Examination committee: Dr. Russ Greiner (University of Alberta), Dr. Ahmed Elgammal, Dr. Dmitri Metaxas, Dr. Micael Littman, Dr. Rich Martin

Abstract:

Many imaging systems seek a good interpretation of the scene presented --- i.e., a (perhaps maximally) plausible mapping from aspects of the scene to real-world objects. This work addresses the issue of how to find such likely mappings efficiently. In general, an "interpretation policy" specifies when to apply which "imaging operators", which range from low-level edge-detectors and region-growers through high-level token-combination-rules and expectation-driven object-detectors. Given the costs of these operators, and the distribution of possible scenes, we can determine both the expected cost, and the expected accuracy, of any such policy. Our task is to find a maximally effsctive policy, with sufficient accuracy whose cost is minimal. We show, in particular, that policies whose operators maximize information gain (per unit cost) work more effectively than policies that simply try to establish the putative most-likely interpretation.
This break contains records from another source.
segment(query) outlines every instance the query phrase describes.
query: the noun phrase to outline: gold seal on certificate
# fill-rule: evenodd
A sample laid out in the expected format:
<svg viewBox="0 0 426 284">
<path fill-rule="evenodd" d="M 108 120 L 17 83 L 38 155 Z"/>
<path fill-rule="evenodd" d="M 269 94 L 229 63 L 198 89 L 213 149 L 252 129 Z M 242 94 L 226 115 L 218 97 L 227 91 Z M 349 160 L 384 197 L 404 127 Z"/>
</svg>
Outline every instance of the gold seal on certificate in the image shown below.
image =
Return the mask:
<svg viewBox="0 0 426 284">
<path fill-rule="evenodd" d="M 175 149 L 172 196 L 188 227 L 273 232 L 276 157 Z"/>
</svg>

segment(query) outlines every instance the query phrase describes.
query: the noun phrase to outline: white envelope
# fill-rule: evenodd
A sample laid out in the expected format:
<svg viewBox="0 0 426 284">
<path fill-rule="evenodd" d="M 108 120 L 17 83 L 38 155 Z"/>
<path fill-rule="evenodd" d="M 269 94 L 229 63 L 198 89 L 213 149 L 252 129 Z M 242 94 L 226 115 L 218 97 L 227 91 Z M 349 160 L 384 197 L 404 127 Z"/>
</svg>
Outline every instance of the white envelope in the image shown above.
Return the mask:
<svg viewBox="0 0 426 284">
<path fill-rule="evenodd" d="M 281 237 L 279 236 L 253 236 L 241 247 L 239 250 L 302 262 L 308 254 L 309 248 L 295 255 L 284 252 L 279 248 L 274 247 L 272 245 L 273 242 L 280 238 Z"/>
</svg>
Secondly, we argue that "myopic" policies produce inferior overall results, compared to "non-myopic" policies. All myopic policies, including those that choose operators with maximum information gain per unit cost, rank the operators based only on their immediate rewards. This can lead to inferior overall results: it may be better to use a relatively expensive operator first, if that operator provides information that will significantly reduce the cost of the subsequent operators.

This suggests using some lookahead process to compute the quality for operators non-myopically. Unfortunately, this is prohibitively expensive for most domains, especially for domains that have a large number of complex states (like face recognition). We therefore use ideas from reinforcement learning to compute the "utility" of each operator sequence. In particular, our system first uses dynamic programming, over abstract simplifications of interpretation states, to precompute the utility of each relevant sequence. It does this off-line, over a training sample of images. At run time, our interpretation system uses these estimates to decide when to use which imaging operator.

We support our claims with many experimental results in various domains, including that of face recogition.